The weight of the shopping cart acts downward, and its magnitude can be found using the equation: weight = mass × gravity
weight = 16.0 kg × 9.8 m/s^2 = 156.8 N
The normal force, which is the force exerted by the ground on the shopping cart in the vertical direction, has the same magnitude but opposite direction as the weight of the cart.
The frictional force opposes the motion of the cart and acts in the direction opposite to the applied force. Its magnitude is given as 48.0 N.
Since the cart is moving at a constant velocity, the net force acting on it is zero. Therefore, the sum of the horizontal forces must be zero.
The horizontal forces acting on the cart are the horizontal component of the applied force and the frictional force. Let's assume the applied force is F.
Summing the horizontal forces, we have:
F_cos(29°) - Frictional force = 0
F_cos(29°) - 48.0 N = 0
Rearranging the equation, we find:
F_cos(29°) = 48.0 N
F = 48.0 N / cos(29°) ≈ 57.0 N
Therefore, the magnitude of the applied force is approximately 57.0 N.
Next, we can calculate the work done by the applied force.
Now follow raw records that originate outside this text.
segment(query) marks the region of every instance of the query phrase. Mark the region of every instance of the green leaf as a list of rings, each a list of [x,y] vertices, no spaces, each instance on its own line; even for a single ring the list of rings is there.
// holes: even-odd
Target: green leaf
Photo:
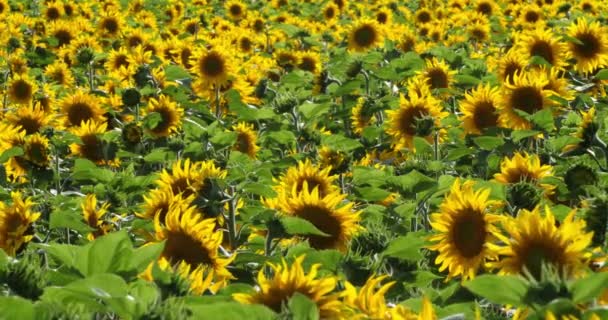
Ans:
[[[469,149],[467,147],[460,147],[460,148],[456,148],[456,149],[452,149],[452,150],[448,151],[448,154],[444,160],[456,161],[462,157],[466,157],[473,153],[475,153],[475,151],[473,151],[472,149]]]
[[[414,142],[414,149],[416,150],[416,154],[418,155],[425,155],[425,154],[432,154],[433,153],[433,147],[429,144],[428,141],[426,141],[426,139],[421,138],[421,137],[414,137],[413,139]]]
[[[238,133],[233,131],[219,132],[215,134],[209,141],[218,148],[225,148],[233,145],[236,142]]]
[[[19,157],[23,155],[23,149],[21,147],[12,147],[0,155],[0,163],[8,161],[12,157]]]
[[[594,78],[597,80],[608,80],[608,69],[602,69],[598,71],[595,74]]]
[[[69,228],[85,234],[94,230],[84,222],[84,216],[81,213],[68,209],[54,210],[49,219],[49,228]]]
[[[483,274],[462,284],[474,294],[493,303],[521,306],[528,291],[526,282],[517,276]]]
[[[502,146],[505,141],[500,137],[482,136],[473,139],[473,142],[483,150],[492,151]]]
[[[164,242],[152,243],[133,251],[130,263],[137,272],[143,272],[150,263],[156,261],[165,248]]]
[[[555,123],[553,119],[553,112],[551,109],[543,109],[539,112],[536,112],[530,117],[532,123],[537,125],[540,129],[549,132],[555,128]]]
[[[522,139],[533,137],[539,133],[541,132],[537,130],[515,130],[511,132],[511,139],[513,139],[513,141],[515,142],[518,142]]]
[[[21,297],[0,297],[0,319],[36,320],[38,317],[30,300]]]
[[[168,65],[165,67],[165,77],[168,81],[190,78],[190,73],[178,65]]]
[[[357,195],[367,201],[382,201],[386,199],[391,193],[376,187],[358,187],[355,189]]]
[[[382,255],[407,261],[420,260],[423,258],[420,250],[426,244],[424,237],[422,233],[410,232],[391,241]]]
[[[598,272],[576,280],[570,286],[570,291],[575,303],[584,303],[599,296],[606,288],[608,288],[608,272]]]
[[[345,94],[349,94],[363,85],[363,82],[359,79],[349,80],[342,84],[335,92],[336,96],[343,96]]]
[[[321,138],[321,143],[336,151],[352,151],[363,147],[361,142],[355,139],[347,138],[340,134],[324,135]]]
[[[238,302],[194,303],[191,300],[185,306],[192,312],[192,319],[203,320],[274,320],[272,310],[259,304],[241,304]]]
[[[427,177],[416,170],[406,175],[391,177],[389,181],[406,192],[422,192],[437,186],[435,179]]]
[[[319,119],[318,117],[326,114],[329,111],[329,106],[330,105],[328,103],[317,104],[307,101],[299,106],[298,110],[306,119]]]
[[[289,146],[296,141],[296,136],[288,130],[269,132],[266,138],[284,146]]]
[[[143,119],[143,125],[148,129],[155,129],[163,122],[163,116],[158,112],[150,112]]]
[[[319,308],[317,304],[307,296],[296,292],[289,299],[289,310],[293,320],[318,320]]]
[[[133,271],[133,245],[125,230],[112,232],[83,247],[76,259],[76,268],[85,276],[101,273]]]
[[[314,235],[328,237],[327,233],[317,229],[314,224],[308,220],[298,217],[282,217],[281,224],[285,228],[285,232],[290,235]]]
[[[476,86],[481,82],[478,78],[468,74],[457,74],[454,76],[454,80],[456,80],[456,83],[464,86]]]
[[[243,103],[241,95],[238,91],[231,89],[224,94],[224,98],[228,101],[228,109],[234,112],[239,120],[256,121],[263,119],[271,119],[275,113],[272,108],[256,108],[250,107]]]
[[[87,159],[76,159],[72,169],[72,179],[107,183],[112,181],[114,172],[98,168],[95,163]]]
[[[147,163],[166,163],[171,159],[175,159],[175,152],[168,148],[156,148],[144,157]]]

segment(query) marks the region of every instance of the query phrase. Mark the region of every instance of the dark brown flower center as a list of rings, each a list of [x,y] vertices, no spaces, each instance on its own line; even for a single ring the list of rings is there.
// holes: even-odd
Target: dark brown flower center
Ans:
[[[377,38],[377,33],[374,27],[363,25],[354,31],[353,39],[359,47],[367,48],[374,44]]]
[[[486,241],[486,222],[481,213],[467,208],[454,221],[452,242],[458,253],[465,258],[478,256]]]
[[[496,108],[490,101],[481,101],[475,105],[473,113],[475,127],[479,130],[496,127],[498,124],[498,114]]]
[[[201,59],[199,70],[209,78],[216,78],[225,72],[224,63],[224,59],[219,54],[211,52]]]
[[[513,108],[534,114],[543,108],[543,96],[535,87],[519,87],[513,90],[510,97]]]
[[[581,43],[573,43],[574,53],[582,58],[593,58],[599,52],[601,44],[597,36],[591,33],[581,33],[576,36]]]
[[[533,56],[539,56],[545,59],[550,64],[555,64],[555,55],[553,48],[546,41],[536,41],[530,47],[530,54]]]
[[[308,205],[297,210],[295,215],[307,220],[317,229],[329,235],[328,237],[308,236],[308,242],[311,247],[315,249],[336,248],[343,230],[340,221],[333,217],[331,212],[323,207]]]

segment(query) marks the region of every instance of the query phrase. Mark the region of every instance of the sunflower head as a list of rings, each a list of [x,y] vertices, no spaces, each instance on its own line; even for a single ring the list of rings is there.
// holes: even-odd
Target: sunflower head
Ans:
[[[375,20],[363,19],[355,22],[348,34],[348,48],[352,51],[367,51],[384,41],[382,29]]]
[[[0,249],[15,256],[32,239],[31,225],[40,218],[40,213],[33,212],[34,202],[24,199],[20,192],[12,192],[11,198],[11,205],[0,202]]]
[[[263,304],[268,308],[280,312],[283,305],[295,294],[300,293],[313,302],[319,308],[323,319],[334,319],[340,317],[344,312],[344,305],[333,291],[337,285],[337,279],[332,276],[321,277],[318,275],[320,264],[314,264],[308,272],[303,267],[304,256],[295,259],[291,266],[287,265],[285,259],[281,264],[268,265],[274,271],[274,276],[268,279],[264,272],[258,272],[259,290],[252,294],[234,294],[236,301],[246,304]]]
[[[498,232],[494,225],[500,216],[491,214],[499,205],[488,200],[490,190],[475,191],[472,181],[454,181],[445,197],[440,212],[431,216],[431,226],[437,234],[430,237],[434,242],[429,249],[438,251],[435,260],[440,271],[449,270],[448,280],[456,276],[463,279],[475,277],[486,259],[494,258],[488,244]]]
[[[432,58],[426,61],[426,67],[419,74],[432,90],[449,88],[456,72],[450,70],[445,61]]]
[[[512,158],[503,159],[500,172],[494,175],[494,180],[506,185],[518,182],[534,183],[550,194],[555,186],[543,184],[540,180],[552,176],[552,170],[550,165],[540,163],[538,155],[516,152]]]
[[[232,20],[241,20],[247,15],[247,7],[239,0],[229,0],[224,4],[226,14]]]
[[[14,75],[7,85],[8,98],[16,104],[29,104],[37,90],[36,82],[25,74]]]
[[[52,123],[53,114],[45,112],[40,103],[21,106],[6,114],[6,120],[16,127],[21,127],[26,134],[34,134],[42,127]]]
[[[358,292],[352,284],[345,282],[345,304],[356,313],[371,319],[386,319],[389,308],[384,295],[395,284],[395,281],[382,284],[387,277],[386,275],[369,277]]]
[[[516,218],[505,219],[503,227],[508,236],[500,236],[505,245],[493,246],[502,258],[490,266],[499,268],[501,274],[528,272],[536,279],[540,279],[543,264],[551,264],[569,276],[581,275],[593,233],[585,231],[585,221],[575,219],[575,214],[575,210],[571,211],[558,224],[548,206],[544,217],[537,206],[532,211],[521,210]]]
[[[82,201],[80,208],[82,209],[84,221],[93,229],[93,231],[87,235],[89,240],[94,240],[112,230],[112,223],[104,220],[104,216],[108,213],[109,207],[109,203],[104,203],[98,207],[95,194],[88,194]]]
[[[287,172],[278,179],[275,191],[281,193],[291,193],[295,188],[296,192],[304,190],[311,192],[318,189],[321,197],[331,194],[338,190],[333,185],[336,176],[330,175],[331,167],[320,169],[313,165],[310,160],[299,162],[297,166],[287,169]]]
[[[184,115],[184,109],[164,94],[158,99],[151,98],[146,112],[160,115],[160,121],[153,128],[148,128],[148,132],[154,137],[167,137],[177,132]]]
[[[82,122],[89,120],[105,121],[100,103],[96,96],[81,91],[66,96],[60,102],[64,126],[79,126]]]
[[[225,85],[233,75],[234,62],[229,57],[230,55],[223,48],[196,52],[190,58],[192,65],[190,71],[198,77],[199,87]]]
[[[70,150],[73,155],[84,157],[97,164],[108,164],[118,166],[119,160],[116,158],[112,145],[106,145],[102,139],[107,131],[108,125],[105,122],[88,120],[82,122],[80,126],[72,128],[72,132],[80,138],[81,143],[73,143]],[[115,147],[115,146],[114,146]]]
[[[564,68],[567,64],[568,47],[555,38],[550,30],[524,32],[515,46],[528,60],[535,56],[541,57],[557,69]]]
[[[533,115],[550,108],[553,91],[546,89],[549,80],[540,73],[515,74],[512,83],[504,83],[500,104],[500,121],[515,130],[532,129],[532,123],[519,112]]]
[[[479,85],[466,93],[460,102],[462,123],[467,134],[481,134],[488,128],[501,127],[498,116],[500,93],[498,88]]]
[[[23,145],[23,157],[40,168],[46,168],[51,161],[49,139],[40,133],[29,135]]]
[[[234,126],[233,130],[237,133],[234,149],[255,159],[260,147],[257,145],[257,132],[253,125],[241,122]]]
[[[587,74],[608,65],[606,27],[579,19],[568,28],[568,36],[576,39],[569,43],[570,54],[576,59],[575,71]]]

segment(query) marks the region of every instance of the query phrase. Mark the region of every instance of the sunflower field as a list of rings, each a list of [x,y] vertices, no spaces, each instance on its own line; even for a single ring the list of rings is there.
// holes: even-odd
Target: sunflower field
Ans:
[[[608,319],[605,0],[0,26],[0,319]]]

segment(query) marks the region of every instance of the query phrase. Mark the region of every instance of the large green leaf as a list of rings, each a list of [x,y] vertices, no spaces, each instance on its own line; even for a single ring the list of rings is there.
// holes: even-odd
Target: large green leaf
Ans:
[[[391,241],[388,248],[382,253],[384,256],[401,260],[417,261],[423,258],[420,252],[426,240],[423,233],[410,232],[403,237]]]
[[[327,233],[317,229],[314,224],[302,218],[282,217],[281,224],[283,225],[283,228],[285,228],[285,232],[291,235],[329,236]]]
[[[307,296],[296,292],[289,299],[289,311],[293,320],[318,320],[319,308],[317,304]]]
[[[591,301],[608,288],[608,272],[592,273],[587,277],[574,281],[570,285],[572,300],[575,303]]]
[[[517,276],[483,274],[462,284],[474,294],[497,304],[522,306],[528,287]]]

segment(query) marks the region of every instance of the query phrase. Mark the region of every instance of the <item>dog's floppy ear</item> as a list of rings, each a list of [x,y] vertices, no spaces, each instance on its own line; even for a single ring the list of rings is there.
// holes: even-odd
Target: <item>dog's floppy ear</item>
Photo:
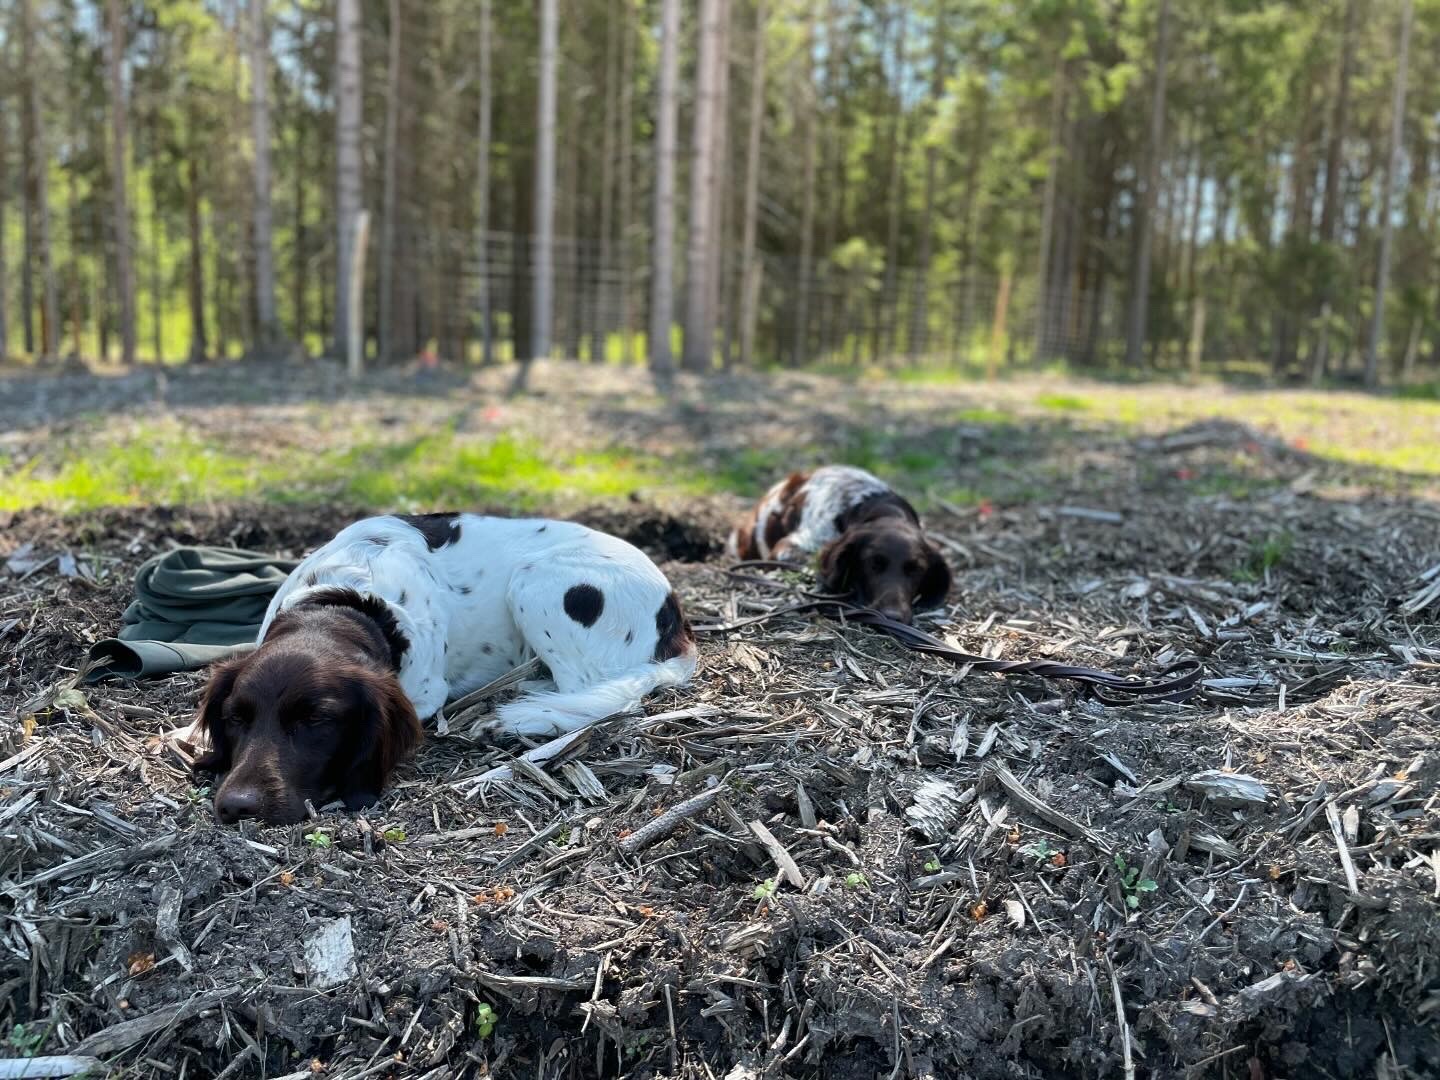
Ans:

The work done by a constant force is given by the equation: work = force × distance × cos(angle)
Let's calculate the work done by the applied force:
work = 57.0 N × 22.0 m × cos(29°)
The work done by the applied force is approximately 1100 J.
Since the cart is moving at a constant velocity, the work done by the applied force is equal to the work done by the frictional force. Therefore, the work done by the frictional force is also 1100 J.
The work done by a frictional force is given by the equation: work = force × distance
1100 J = 48.0 N × distance
distance = 1100 J / 48.0 N
The distance traveled by the cart is approximately 22.9 m.